Having learned the tricks of the trade from world-class producers George Drakoulias, Bob Ezrin and Ethan Johns, the band members knew how to make records, so the decision to have Louris produce the new album was a no-brainer. “All the producers we’ve worked with are great, and each record we’ve made was unique,” Perlman notes. “But I could tell with Gary that it was time for him to produce The Jayhawks. He’d been producing records for the last few years, so he knew what he was doing, and he’d earned that right.”

With Louris playing the point, the band developed the material in the studio, working up arrangements on the fly while tracking live off the floor. “We played the songs through as a band with the primary intention of getting a great drum track, and anything we were able to keep on top of that was a bonus,” says Perlman. “At this point, we don’t need a lot of discussion; we just go in and do what we do naturally.”

By the time Olson left the studio, he and Louris had nailed down the two-part harmonies that are the signature component of The Jayhawks sound. During the next couple of weeks, Louris, O’Reagan and Grotberg laid down additional three-part harmonies on tracks like “She Walks in So Many Ways” and “Guilder Annie,” adding variety and scale to the band’s sound, along with a number of goose bump moments. “When the voices blend and you feel it in your throat, it’s a real high,” Grotberg marvels—and that’s equally true for the listener.

“As a producer, one of Gary’s strongest points is vocal arranging,” says Perlman, the only non-singer in the band. “He had the most fun when everybody was out there harmonizing, because when you’ve got four people who can sing that well, it’s so easy to get what you hear in your head across.”
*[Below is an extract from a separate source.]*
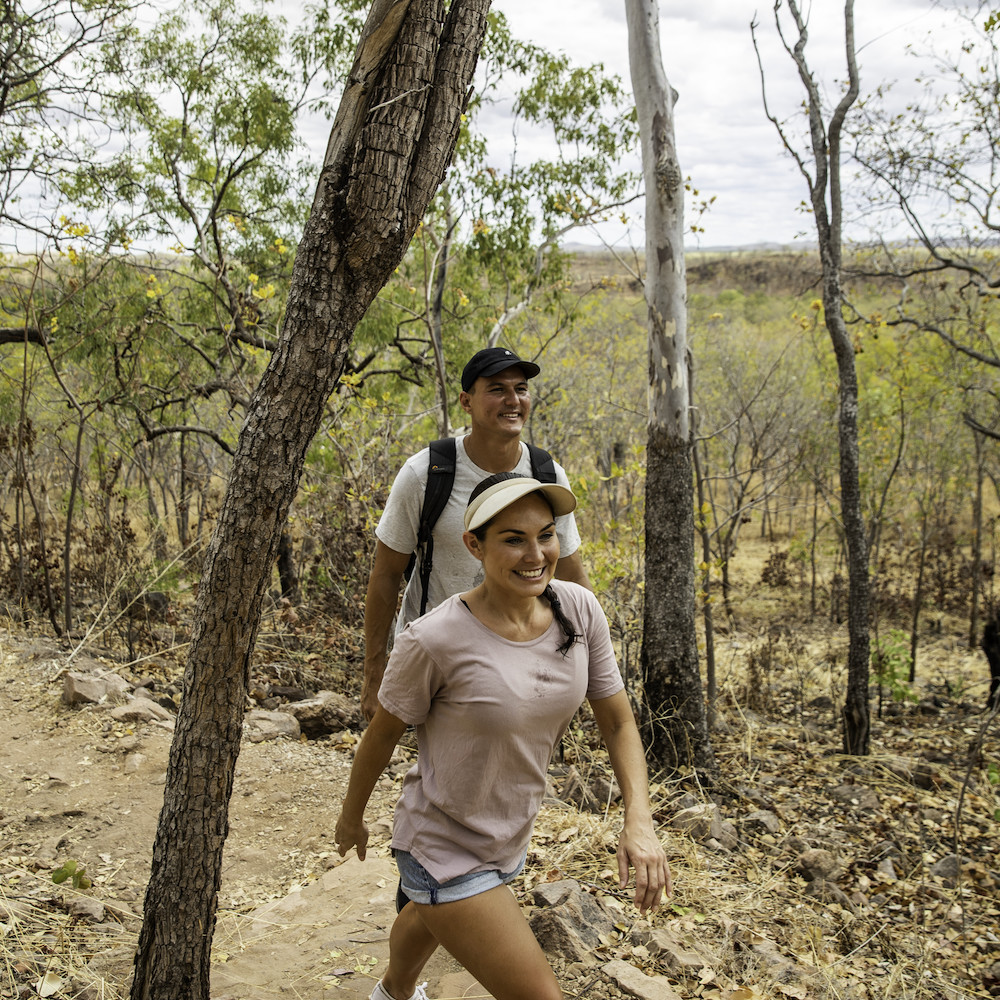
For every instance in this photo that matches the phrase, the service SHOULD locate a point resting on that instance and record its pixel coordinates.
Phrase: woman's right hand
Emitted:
(351, 833)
Though Olson insists that Mockingbird Time “is not a reunion record, because Gary and I were still in the game, thinking together leading up to it,” he does see it as part of a continuum. “I think this new record is right in there with Hollywood Town Hall and Tomorrow the Green Grass,” he ventures. “In a way, I think it’s even more melodic and soulful, the singing is possibly better and there are more styles on it.”

“The difference from then and now is that Mark and I have both experienced different kinds of music and expanded our palettes,” Louris notes “So this record has moments of experimentation and a bit of worldliness. I like a well-crafted, in-and-out kind of song, but with Mark, the lyrics dictate the music, and he’ll go off into interesting, asymmetrical compositions. So it’s a nice balance. Certain things were meant to be—like peanut butter and jelly—and Mark and I just work well together. And having done a lot of co-writing during the last six or seven years, I’m more appreciative of the magic that we have together. That doesn’t come along very often for anybody.”

Says Grotberg, who’d spent the time between Jayhawks incarnations raising a daughter (she’s now 11), “To me, it feels fresh and new—in a way, it’s better than it was.”

If Mockingbird Time has a prevailing theme, it’s about coming to terms with what came before and pondering what’s ahead. Linchpin songs like the lush opening anthem “Hide Your Colors” (which could serve as The Jayhawks’ credo), the image-rich desert landscape “Tiny Arrows” and the ardent, bittersweet title track “are looking at time in different ways—whether you want to dwell on memories or keep going forward,” Olson explains. The force field between peering backward and pushing onward is a resonant one for this off again, on again band, with its fertile past, vital present and tantalizing future. “There’s a lot of blowing out left to do,” O’Reagan reckons.

“We’ve always been an unusual, complicated band,” Louris acknowledges. “We’ve never really fit in, and my personal goal is to be the exception to the rule: to be a band that got back together and made a great album. What makes me proud is that we’ve poured our heart and soul into something new. And we’re not done yet.”